その日、家の用事で学校を早退し、駅に着くとちょうど電車が行ってしまった。
でもすぐに次が来るので並ぼうと思ったら、ホームに小学1年生くらいの男の子と女の子が手を繋いで立っていた。
お揃いの制服と帽子、ランドセルを背負っていたので私立の子かな?と思いつつ、何気なくその子たちの後ろに並んだ。

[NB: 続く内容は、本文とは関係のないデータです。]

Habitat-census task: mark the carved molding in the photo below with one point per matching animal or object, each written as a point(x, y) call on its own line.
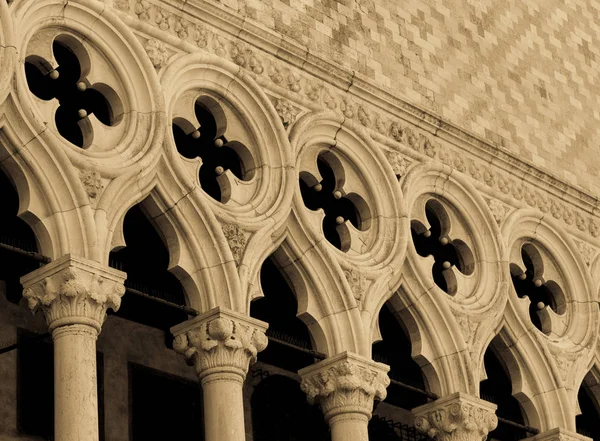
point(558, 434)
point(220, 341)
point(73, 290)
point(457, 417)
point(236, 239)
point(345, 383)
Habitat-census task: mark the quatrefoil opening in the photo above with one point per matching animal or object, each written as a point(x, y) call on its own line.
point(78, 100)
point(206, 138)
point(448, 254)
point(327, 193)
point(529, 282)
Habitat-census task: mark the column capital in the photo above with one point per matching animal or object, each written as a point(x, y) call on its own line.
point(345, 384)
point(73, 290)
point(456, 417)
point(558, 434)
point(220, 341)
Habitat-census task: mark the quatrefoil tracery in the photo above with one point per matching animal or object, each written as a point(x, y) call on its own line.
point(447, 253)
point(203, 135)
point(328, 194)
point(535, 283)
point(78, 99)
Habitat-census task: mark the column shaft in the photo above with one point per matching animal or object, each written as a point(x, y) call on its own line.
point(223, 407)
point(349, 427)
point(75, 383)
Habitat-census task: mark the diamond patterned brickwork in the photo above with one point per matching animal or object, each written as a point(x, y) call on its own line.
point(520, 74)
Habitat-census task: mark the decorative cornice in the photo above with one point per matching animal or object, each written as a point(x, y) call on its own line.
point(345, 383)
point(285, 67)
point(457, 417)
point(220, 341)
point(73, 290)
point(558, 434)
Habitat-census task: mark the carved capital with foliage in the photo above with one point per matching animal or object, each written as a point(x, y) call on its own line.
point(220, 341)
point(73, 290)
point(457, 417)
point(345, 383)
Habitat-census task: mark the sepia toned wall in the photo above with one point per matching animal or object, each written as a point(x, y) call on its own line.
point(523, 75)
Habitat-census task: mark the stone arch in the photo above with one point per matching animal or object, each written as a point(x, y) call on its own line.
point(324, 306)
point(199, 257)
point(514, 364)
point(95, 181)
point(556, 363)
point(473, 312)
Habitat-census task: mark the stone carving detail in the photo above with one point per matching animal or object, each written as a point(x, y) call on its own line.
point(157, 52)
point(92, 181)
point(142, 10)
point(237, 240)
point(587, 252)
point(73, 290)
point(286, 111)
point(279, 74)
point(456, 418)
point(345, 383)
point(398, 162)
point(357, 282)
point(218, 340)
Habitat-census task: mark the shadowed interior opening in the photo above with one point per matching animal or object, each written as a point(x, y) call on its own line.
point(497, 389)
point(279, 308)
point(145, 259)
point(15, 232)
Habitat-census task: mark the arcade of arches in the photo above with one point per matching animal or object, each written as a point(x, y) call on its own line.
point(231, 234)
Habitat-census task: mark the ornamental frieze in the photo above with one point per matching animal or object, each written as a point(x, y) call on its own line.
point(304, 90)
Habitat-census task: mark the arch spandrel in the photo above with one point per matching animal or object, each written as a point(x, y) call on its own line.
point(328, 311)
point(466, 317)
point(557, 357)
point(252, 214)
point(74, 190)
point(113, 63)
point(332, 155)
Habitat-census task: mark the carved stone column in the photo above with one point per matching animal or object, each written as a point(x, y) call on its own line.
point(558, 434)
point(221, 344)
point(346, 385)
point(456, 417)
point(74, 294)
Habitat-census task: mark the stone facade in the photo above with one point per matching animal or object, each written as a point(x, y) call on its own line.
point(481, 114)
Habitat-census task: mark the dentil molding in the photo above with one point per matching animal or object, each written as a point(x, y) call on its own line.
point(407, 132)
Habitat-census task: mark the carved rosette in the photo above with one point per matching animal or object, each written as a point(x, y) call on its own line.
point(73, 290)
point(345, 383)
point(457, 417)
point(220, 341)
point(558, 434)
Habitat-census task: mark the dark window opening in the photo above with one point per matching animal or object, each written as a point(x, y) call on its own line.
point(145, 259)
point(395, 350)
point(383, 429)
point(280, 412)
point(163, 406)
point(587, 422)
point(497, 389)
point(279, 308)
point(35, 387)
point(15, 232)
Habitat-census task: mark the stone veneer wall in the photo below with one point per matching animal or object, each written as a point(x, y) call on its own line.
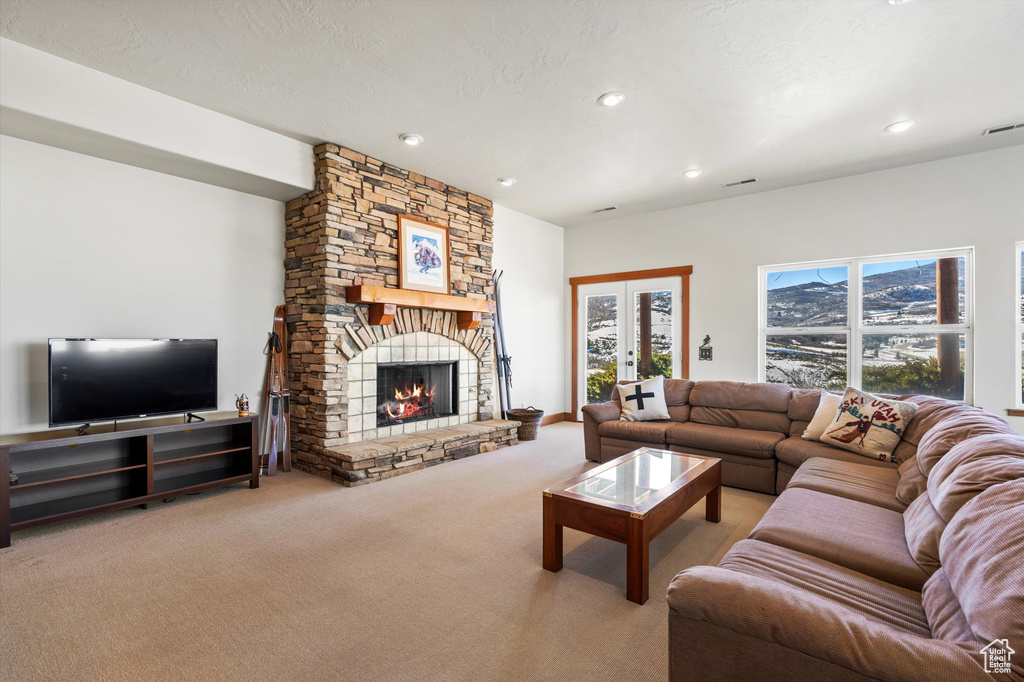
point(345, 232)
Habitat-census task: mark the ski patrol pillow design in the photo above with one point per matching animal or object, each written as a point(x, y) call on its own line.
point(643, 401)
point(868, 425)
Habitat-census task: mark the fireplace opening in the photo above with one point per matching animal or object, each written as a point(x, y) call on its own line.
point(411, 391)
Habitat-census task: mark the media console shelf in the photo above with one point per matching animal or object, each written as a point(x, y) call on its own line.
point(64, 477)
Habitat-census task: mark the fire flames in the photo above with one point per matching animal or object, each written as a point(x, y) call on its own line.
point(411, 402)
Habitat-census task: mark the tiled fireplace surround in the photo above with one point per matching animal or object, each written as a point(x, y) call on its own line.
point(344, 232)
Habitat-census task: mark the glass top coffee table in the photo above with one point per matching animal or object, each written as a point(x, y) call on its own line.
point(631, 500)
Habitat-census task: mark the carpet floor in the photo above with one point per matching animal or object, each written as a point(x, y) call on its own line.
point(432, 576)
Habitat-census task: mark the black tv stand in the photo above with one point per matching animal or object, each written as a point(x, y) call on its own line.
point(61, 476)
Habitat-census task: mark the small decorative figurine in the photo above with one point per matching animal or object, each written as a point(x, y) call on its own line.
point(242, 402)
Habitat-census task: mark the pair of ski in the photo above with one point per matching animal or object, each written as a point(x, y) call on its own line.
point(503, 359)
point(275, 437)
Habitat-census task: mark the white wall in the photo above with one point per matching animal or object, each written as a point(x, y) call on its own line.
point(66, 104)
point(530, 252)
point(976, 200)
point(91, 248)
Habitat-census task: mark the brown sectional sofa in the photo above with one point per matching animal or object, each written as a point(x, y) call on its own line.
point(754, 428)
point(860, 571)
point(741, 424)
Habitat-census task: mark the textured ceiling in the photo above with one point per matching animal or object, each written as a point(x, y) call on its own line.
point(787, 91)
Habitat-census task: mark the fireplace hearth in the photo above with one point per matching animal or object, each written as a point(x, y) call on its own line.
point(412, 391)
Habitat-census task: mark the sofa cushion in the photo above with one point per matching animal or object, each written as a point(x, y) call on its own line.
point(879, 601)
point(677, 392)
point(724, 439)
point(640, 431)
point(755, 420)
point(973, 466)
point(868, 425)
point(876, 485)
point(803, 403)
point(960, 427)
point(931, 413)
point(795, 451)
point(750, 473)
point(823, 416)
point(855, 535)
point(911, 481)
point(945, 617)
point(924, 529)
point(982, 557)
point(613, 448)
point(739, 395)
point(679, 413)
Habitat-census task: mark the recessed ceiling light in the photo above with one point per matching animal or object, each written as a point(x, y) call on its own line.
point(900, 126)
point(610, 98)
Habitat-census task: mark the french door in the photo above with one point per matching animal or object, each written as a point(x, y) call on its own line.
point(627, 330)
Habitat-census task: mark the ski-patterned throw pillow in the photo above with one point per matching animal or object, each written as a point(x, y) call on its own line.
point(868, 425)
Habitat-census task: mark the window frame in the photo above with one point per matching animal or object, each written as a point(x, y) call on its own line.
point(1019, 326)
point(855, 328)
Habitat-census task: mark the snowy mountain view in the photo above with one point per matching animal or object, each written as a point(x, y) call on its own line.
point(897, 294)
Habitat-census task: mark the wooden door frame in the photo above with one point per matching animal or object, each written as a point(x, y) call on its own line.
point(683, 272)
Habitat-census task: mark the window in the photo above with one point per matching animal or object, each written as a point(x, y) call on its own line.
point(887, 325)
point(1019, 314)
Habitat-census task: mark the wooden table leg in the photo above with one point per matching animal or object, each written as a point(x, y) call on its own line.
point(552, 537)
point(713, 505)
point(637, 561)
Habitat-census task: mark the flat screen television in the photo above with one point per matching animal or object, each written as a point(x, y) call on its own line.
point(96, 380)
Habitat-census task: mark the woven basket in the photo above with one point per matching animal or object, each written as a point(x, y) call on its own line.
point(529, 419)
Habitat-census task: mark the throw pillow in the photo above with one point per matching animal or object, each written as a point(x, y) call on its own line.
point(644, 400)
point(823, 416)
point(868, 425)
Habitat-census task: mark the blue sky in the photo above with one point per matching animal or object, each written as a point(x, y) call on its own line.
point(836, 274)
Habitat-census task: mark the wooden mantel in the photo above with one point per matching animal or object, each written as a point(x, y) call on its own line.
point(383, 303)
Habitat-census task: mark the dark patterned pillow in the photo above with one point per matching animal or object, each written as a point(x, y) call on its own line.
point(644, 400)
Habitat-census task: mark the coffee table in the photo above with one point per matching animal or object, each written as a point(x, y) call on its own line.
point(631, 500)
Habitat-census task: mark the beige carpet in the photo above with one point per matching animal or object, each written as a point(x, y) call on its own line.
point(432, 576)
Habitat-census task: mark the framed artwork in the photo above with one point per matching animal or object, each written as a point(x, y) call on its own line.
point(423, 256)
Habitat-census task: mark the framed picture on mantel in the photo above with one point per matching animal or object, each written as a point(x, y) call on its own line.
point(423, 256)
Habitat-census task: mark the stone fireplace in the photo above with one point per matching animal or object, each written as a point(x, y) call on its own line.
point(344, 233)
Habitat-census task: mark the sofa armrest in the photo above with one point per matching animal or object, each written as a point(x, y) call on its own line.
point(593, 415)
point(724, 625)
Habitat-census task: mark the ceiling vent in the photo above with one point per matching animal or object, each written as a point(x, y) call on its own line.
point(736, 184)
point(1012, 126)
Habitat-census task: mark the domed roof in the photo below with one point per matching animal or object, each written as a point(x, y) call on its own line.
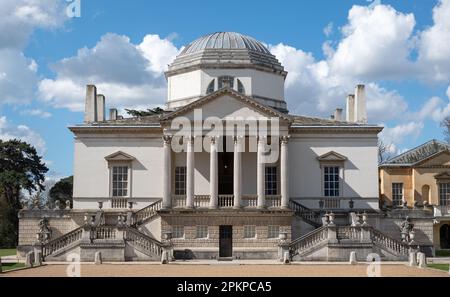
point(225, 50)
point(225, 40)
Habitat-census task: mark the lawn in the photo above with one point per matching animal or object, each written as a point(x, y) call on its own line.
point(7, 252)
point(439, 266)
point(443, 253)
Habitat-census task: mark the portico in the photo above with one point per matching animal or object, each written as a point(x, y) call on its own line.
point(224, 197)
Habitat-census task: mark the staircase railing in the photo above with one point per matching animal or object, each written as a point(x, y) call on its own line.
point(146, 213)
point(307, 241)
point(62, 242)
point(143, 241)
point(310, 216)
point(388, 242)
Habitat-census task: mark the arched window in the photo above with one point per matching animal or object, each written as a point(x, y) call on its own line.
point(241, 88)
point(210, 88)
point(226, 82)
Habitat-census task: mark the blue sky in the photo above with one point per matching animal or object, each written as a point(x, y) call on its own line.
point(397, 48)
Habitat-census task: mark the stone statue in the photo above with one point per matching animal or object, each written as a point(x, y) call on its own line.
point(45, 232)
point(406, 230)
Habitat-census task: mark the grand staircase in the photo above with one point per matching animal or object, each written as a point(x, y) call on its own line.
point(308, 215)
point(104, 235)
point(347, 238)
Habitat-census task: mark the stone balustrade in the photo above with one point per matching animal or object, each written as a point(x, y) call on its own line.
point(121, 203)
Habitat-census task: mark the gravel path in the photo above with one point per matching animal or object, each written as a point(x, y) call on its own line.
point(229, 270)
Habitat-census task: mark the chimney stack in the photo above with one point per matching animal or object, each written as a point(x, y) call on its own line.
point(360, 104)
point(101, 108)
point(338, 114)
point(90, 113)
point(113, 114)
point(351, 108)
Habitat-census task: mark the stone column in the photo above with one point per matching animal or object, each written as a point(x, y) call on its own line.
point(237, 172)
point(167, 185)
point(213, 175)
point(260, 174)
point(190, 166)
point(284, 172)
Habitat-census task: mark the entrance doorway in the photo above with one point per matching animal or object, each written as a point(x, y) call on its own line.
point(225, 171)
point(445, 237)
point(225, 241)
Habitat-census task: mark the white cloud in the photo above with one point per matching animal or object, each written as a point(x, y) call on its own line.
point(36, 113)
point(22, 132)
point(18, 77)
point(127, 74)
point(376, 43)
point(434, 45)
point(18, 19)
point(396, 135)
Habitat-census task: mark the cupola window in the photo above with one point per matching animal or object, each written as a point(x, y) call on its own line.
point(210, 88)
point(241, 88)
point(226, 82)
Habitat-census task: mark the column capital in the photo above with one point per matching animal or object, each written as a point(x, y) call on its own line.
point(167, 139)
point(285, 139)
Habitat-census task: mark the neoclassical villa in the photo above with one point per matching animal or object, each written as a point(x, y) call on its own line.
point(224, 172)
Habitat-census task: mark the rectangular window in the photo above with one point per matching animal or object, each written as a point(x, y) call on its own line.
point(273, 231)
point(120, 181)
point(250, 231)
point(397, 194)
point(444, 194)
point(271, 181)
point(178, 231)
point(331, 181)
point(180, 181)
point(202, 232)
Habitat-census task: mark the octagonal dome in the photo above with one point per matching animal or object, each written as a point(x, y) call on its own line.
point(226, 50)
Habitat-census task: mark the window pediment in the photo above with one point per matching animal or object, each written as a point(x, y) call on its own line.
point(119, 157)
point(332, 157)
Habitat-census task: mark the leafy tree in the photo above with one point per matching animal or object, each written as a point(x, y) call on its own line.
point(143, 113)
point(22, 169)
point(446, 125)
point(62, 191)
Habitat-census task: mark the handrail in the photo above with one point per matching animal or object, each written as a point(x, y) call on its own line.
point(61, 242)
point(308, 240)
point(143, 241)
point(146, 213)
point(305, 213)
point(388, 242)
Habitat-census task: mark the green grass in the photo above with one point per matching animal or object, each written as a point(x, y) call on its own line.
point(443, 253)
point(7, 252)
point(10, 266)
point(439, 266)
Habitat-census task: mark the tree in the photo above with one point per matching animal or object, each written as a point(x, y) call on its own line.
point(22, 169)
point(62, 191)
point(446, 125)
point(143, 113)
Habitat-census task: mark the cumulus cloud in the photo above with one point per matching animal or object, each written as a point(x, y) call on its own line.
point(36, 113)
point(370, 38)
point(22, 132)
point(434, 45)
point(18, 19)
point(129, 75)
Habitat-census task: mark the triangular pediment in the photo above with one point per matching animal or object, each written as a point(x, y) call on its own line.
point(119, 156)
point(226, 103)
point(332, 157)
point(444, 175)
point(440, 159)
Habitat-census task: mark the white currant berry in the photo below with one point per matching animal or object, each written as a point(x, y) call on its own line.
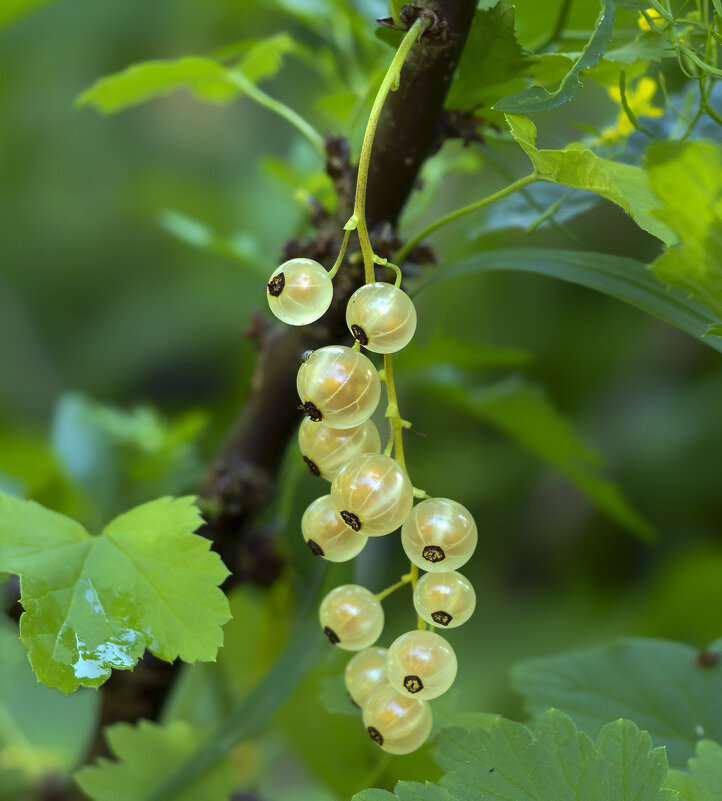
point(398, 723)
point(299, 291)
point(444, 599)
point(365, 674)
point(439, 535)
point(381, 317)
point(422, 664)
point(339, 386)
point(373, 494)
point(326, 450)
point(327, 535)
point(351, 617)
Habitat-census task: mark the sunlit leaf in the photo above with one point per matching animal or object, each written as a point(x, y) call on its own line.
point(686, 180)
point(704, 780)
point(625, 279)
point(145, 755)
point(41, 731)
point(661, 685)
point(576, 166)
point(96, 603)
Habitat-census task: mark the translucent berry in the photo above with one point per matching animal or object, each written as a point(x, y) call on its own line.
point(373, 494)
point(351, 617)
point(327, 535)
point(299, 291)
point(326, 450)
point(339, 386)
point(365, 674)
point(422, 664)
point(439, 535)
point(444, 599)
point(381, 317)
point(398, 723)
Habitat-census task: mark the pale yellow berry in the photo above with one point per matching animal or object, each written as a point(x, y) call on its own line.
point(327, 535)
point(365, 674)
point(299, 291)
point(398, 723)
point(373, 494)
point(381, 317)
point(421, 664)
point(351, 617)
point(326, 450)
point(439, 535)
point(339, 386)
point(444, 599)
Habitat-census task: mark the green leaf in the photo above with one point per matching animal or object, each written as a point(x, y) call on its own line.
point(204, 78)
point(621, 278)
point(442, 349)
point(95, 603)
point(41, 731)
point(508, 762)
point(492, 62)
point(10, 10)
point(578, 167)
point(146, 754)
point(536, 98)
point(686, 180)
point(704, 780)
point(658, 684)
point(525, 414)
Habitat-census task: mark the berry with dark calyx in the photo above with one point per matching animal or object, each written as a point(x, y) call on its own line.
point(327, 535)
point(326, 450)
point(373, 494)
point(422, 664)
point(351, 617)
point(339, 386)
point(398, 723)
point(444, 599)
point(299, 291)
point(439, 535)
point(365, 674)
point(381, 317)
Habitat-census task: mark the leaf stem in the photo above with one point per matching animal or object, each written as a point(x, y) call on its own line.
point(455, 215)
point(288, 114)
point(389, 82)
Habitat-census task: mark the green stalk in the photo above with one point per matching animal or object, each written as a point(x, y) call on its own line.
point(462, 212)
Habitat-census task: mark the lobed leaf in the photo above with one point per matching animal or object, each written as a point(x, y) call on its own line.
point(685, 178)
point(96, 603)
point(659, 684)
point(577, 167)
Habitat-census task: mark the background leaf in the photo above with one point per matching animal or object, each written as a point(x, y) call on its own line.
point(658, 684)
point(577, 167)
point(145, 755)
point(625, 279)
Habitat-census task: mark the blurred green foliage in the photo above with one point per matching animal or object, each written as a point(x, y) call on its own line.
point(133, 254)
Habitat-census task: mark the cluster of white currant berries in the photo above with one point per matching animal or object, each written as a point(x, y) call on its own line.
point(371, 496)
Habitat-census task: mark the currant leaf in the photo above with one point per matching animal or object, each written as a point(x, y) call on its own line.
point(146, 756)
point(96, 603)
point(664, 686)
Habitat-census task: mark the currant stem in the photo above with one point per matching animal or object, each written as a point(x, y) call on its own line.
point(384, 593)
point(454, 215)
point(339, 259)
point(387, 85)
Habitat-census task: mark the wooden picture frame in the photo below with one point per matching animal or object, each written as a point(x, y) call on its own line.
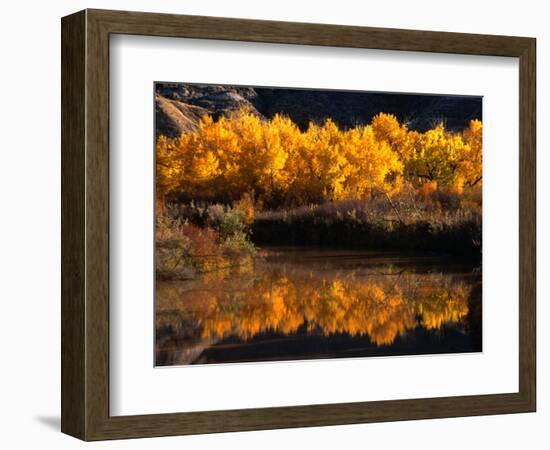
point(85, 224)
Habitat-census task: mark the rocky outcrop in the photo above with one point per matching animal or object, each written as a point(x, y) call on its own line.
point(179, 106)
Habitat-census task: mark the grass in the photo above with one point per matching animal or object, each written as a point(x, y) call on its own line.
point(192, 241)
point(199, 238)
point(439, 221)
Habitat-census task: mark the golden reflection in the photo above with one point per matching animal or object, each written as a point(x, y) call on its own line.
point(249, 299)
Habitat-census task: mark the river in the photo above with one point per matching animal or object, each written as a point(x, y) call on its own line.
point(304, 303)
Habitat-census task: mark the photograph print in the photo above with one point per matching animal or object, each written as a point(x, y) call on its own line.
point(299, 224)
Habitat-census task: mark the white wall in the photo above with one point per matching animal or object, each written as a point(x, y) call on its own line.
point(30, 230)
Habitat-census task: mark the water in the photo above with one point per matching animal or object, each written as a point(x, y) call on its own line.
point(294, 304)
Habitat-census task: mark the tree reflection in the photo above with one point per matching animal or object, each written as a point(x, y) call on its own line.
point(285, 298)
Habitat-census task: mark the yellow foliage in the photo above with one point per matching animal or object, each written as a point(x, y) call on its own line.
point(279, 164)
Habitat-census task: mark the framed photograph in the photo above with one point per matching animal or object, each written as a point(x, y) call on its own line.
point(272, 225)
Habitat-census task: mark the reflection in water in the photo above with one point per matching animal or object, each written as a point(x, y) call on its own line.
point(308, 298)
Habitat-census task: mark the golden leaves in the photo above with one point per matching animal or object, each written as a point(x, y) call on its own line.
point(282, 165)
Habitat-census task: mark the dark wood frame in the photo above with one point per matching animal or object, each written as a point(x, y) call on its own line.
point(85, 224)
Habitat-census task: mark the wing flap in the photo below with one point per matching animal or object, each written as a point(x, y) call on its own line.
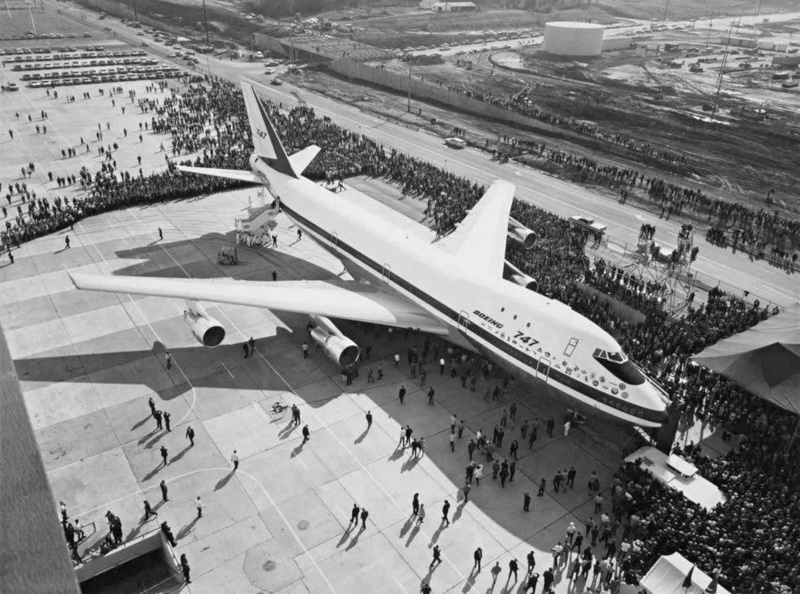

ちょうど空いている時間だったので、その子たちが先頭で私が2番目。
そして後1分くらいで電車が来るという時に、足早に歩いてきたサラリーマンのおじさんがその子たちの前に割り込んだ。
空いてるのに何だよ!と思ったけれど、文句を言う勇気もなく黙っていた。
すると、男の子がぼそっと「どんってやったら、ぐちゃってなるかな」と言った。
周りが静かだったから、はっきりと聞こえた。
おじさんはギョッとした顔で振り返り、私も「えっ!?」と思った。
2人はお互いに何か耳打ちをしてくすくす笑っていて、おじさんは逃げるようにどこかへ去って行った。
車内でそっとその子たちを見てみたら、きれいな顔をした双子だった。
ずっと手を繋いでいて、無表情で前だけをじっと見ていてなんだか怖かった。
それ以降はその子たちを見かけることもなく、この時のことを誰に話しても信じてもらえなかった。
ただ、父に「この辺りに私立の小学校なんてないぞ」と言われた時は少しゾッとした。